Latent token extraction — the diffusion model (backbone unspecified, but works with video diffusion priors) produces latent tokens for each generated frame
Depth-guided back-projection — latent tokens are lifted from 2D frame coordinates into a 3D point cloud in latent space using a monocular depth estimator; no render-to-RGB step
Persistent 3D latent cache — points accumulate across frames as the camera moves, indexed by 3D position
Latent-space novel-view querying — to render a new viewpoint, the cache is queried by 3D position and warped directly into the target frame's latent coordinates; the warped latents condition the next diffusion denoising step
No pixel-space round trip — the framework never decodes to RGB for memory operations, preserving the rich features of the learned representation

The design exploits a key insight: the diffusion latent space already carries geometric prior from training, so 3D consistency can be maintained inside the latents rather than imposed from an external point-cloud module.

Key Results

10.57× faster end-to-end video generation vs. explicit 3D memory baselines
55× reduction in memory footprint for the spatial memory module
State-of-the-art on WorldScore (composite world-model generation benchmark)
Strong reconstruction on RealEstate10K — competitive with explicit 3D methods while staying in latent space

Limitations and Future Work

Depth estimator quality caps back-projection accuracy; errors compound over long rollouts
Latent-space warping is bounded by the diffusion backbone's geometric prior — non-rigid scenes and large camera excursions remain hard
The 55× memory reduction is relative to explicit 3D baselines; absolute memory still grows with trajectory length, so cache compression / eviction policies are a clear next step

Relevance to Patrick's Research

Mirage directly attacks the central efficiency bottleneck of 3D-consistent video world models: the pixel-space round trip.
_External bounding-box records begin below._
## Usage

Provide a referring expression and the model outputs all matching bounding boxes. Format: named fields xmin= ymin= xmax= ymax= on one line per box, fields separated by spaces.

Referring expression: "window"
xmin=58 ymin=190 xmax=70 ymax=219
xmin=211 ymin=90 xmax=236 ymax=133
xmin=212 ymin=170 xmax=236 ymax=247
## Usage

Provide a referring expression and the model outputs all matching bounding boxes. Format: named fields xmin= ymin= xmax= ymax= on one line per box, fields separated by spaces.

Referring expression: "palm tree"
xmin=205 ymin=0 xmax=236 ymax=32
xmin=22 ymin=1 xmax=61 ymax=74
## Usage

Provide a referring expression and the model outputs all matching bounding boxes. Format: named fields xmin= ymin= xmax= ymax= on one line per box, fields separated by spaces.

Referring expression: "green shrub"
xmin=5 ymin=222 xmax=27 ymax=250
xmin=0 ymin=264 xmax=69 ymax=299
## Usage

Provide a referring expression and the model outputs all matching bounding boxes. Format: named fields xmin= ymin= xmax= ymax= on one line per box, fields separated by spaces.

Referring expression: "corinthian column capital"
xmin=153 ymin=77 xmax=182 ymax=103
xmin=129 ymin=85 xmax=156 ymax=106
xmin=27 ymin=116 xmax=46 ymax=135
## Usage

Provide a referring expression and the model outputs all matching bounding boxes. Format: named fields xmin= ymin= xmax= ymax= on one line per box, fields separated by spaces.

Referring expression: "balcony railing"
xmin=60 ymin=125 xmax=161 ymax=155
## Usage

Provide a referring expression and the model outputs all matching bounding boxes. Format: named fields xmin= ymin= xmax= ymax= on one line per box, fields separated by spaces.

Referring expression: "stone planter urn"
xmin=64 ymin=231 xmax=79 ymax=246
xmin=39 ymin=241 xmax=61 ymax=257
For anyone tracking the Genie/Sora/WAN-class of video world models, the 10.57× speedup and 55× memory win are the kind of numbers that change deployment economics. The core idea — that the diffusion latent already has 3D prior baked in, so memory should live there too — is conceptually aligned with the JEPA philosophy of "predict in representation space, never decode." Worth tracking whether this generalizes to interactive game-environment rollouts where long-horizon cache growth dominates.